Ma toglietemi una curiosità: è vero che qui in continente ci mettete la panna sopra le fragole? Perché noi a Santa Giusta se non ci mettiamo il letame col cavolo che crescono!“
Così si interrogava il comico sardo Lucio Salis.

Mi hanno sempre affascinato le grandi infrastrutture pubbliche, frutto di impegno civico di decenni passati, di cui beneficiamo senza conoscerne quasi nulla.

A Milano da secoli siamo maestri nell’uso di questa risorsa perché le nostre fatte sono sempre state utilizzate per concimare i campi a sud della città.

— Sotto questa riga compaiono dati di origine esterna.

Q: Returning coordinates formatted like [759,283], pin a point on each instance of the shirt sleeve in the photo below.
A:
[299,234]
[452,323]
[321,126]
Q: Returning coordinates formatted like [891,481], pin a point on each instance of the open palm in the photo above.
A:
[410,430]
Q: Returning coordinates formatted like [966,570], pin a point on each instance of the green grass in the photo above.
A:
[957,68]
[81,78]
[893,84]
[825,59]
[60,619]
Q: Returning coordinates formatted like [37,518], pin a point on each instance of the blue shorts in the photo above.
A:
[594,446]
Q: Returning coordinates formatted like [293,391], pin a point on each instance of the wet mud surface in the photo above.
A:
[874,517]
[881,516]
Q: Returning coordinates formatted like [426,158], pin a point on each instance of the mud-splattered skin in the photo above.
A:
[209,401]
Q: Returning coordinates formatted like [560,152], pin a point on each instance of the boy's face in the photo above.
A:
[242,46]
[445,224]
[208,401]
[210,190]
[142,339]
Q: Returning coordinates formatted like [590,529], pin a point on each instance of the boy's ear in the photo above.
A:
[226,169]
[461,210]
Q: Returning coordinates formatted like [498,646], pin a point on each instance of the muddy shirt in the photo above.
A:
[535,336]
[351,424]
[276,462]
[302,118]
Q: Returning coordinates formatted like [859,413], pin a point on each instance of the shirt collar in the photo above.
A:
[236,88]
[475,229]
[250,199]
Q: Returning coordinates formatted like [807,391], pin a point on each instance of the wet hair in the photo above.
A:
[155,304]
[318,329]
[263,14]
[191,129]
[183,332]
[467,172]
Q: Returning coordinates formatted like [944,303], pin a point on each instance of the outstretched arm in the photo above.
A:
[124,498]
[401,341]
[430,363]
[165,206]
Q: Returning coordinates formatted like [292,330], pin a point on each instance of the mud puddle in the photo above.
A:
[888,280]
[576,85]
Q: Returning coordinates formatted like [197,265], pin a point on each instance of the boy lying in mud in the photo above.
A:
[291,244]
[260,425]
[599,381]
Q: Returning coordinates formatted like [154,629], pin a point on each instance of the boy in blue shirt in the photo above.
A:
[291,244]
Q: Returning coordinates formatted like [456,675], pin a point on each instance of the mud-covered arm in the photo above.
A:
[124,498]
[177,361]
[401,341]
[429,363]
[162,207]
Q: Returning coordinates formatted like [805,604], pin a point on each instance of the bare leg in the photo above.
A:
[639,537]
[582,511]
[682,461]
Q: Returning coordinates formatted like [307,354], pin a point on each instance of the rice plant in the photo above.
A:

Di materiale ce n’è. Un milione e mezzo di abitanti che ne produce circa due etti al giorno, a cui si deve sommare la presenza di almeno un altro milione di pendolari nelle ore diurne, e di turisti che vengono ad assaggiare la nostra cucina e non risparmiano certo le quantità. Peccato che la risorsa prodotta dai più di centoventimila cani e almeno cinquantamila gatti milanesi vada persa nel termovalorizzatore. Verrà il tempo che useremo anche quella? Chissà.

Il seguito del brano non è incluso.